High-tech labs gear teens toward workforce in Wausau

by | Sep 27, 2016 | Stand Up for Public Education Blog | 0 comments

Wausau Daily Herald: Senior Brennen Pozorski learned how to fine tune the new cobalt-blue, manual mills in the Wausau East High School metals lab and was setting them up and leveling their tables a week after classes started this fall.

The 17-year-old likes working with his hands and is thinking about attending Northcentral Technical College, where he already has some credits earned through his high school classes. Pozorski will likely earn more of those credits before graduating and in the process learn how to use the lab’s new computer numerical-controlled — or CNC — mills, which can be programmed to cut things out and drill.

Wausau East and Wausau West high schools have a lot of new equipment and upgraded spaces for technology education. Welding booths, a laser engraver, plasma tables, a maker space, 3-D printers, revived wood and metals labs and a brand-new 9,000-square-foot auto lab all have been added to the schools’ tech-ed department in recent months.

It’s a good time for Wausau high schoolers to get into auto repair, manufacturing, design and other tech-centric electives. And local businesses hope students will be turned on to their industries after exploring them in school.

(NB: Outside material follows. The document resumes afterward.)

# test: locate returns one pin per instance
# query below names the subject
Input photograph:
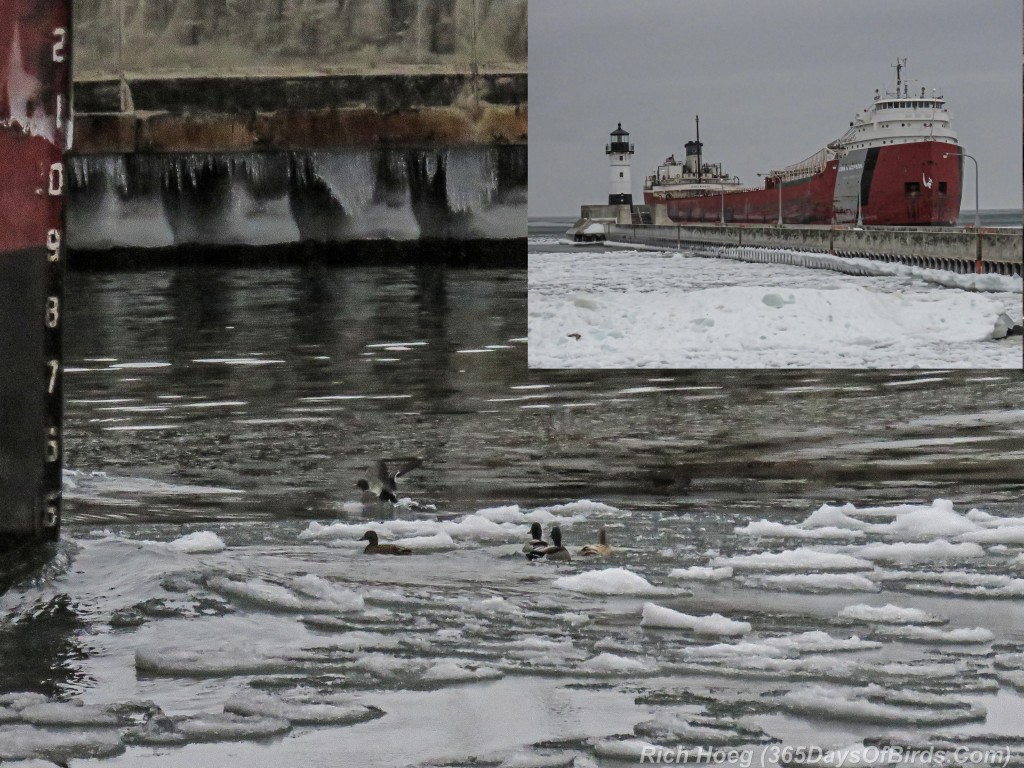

School district leaders, notably Career and Technical Education Coordinator Jon Winter, worked with businesses in the community to tailor the improvements at the high schools to what manufacturers and other local companies need. Some of those companies chipped in for equipment to help train students in technical-education courses.

“We see that they have a need. We’re trying to fill those pipelines,” Winter said of employers. “We built these facilities for our community.”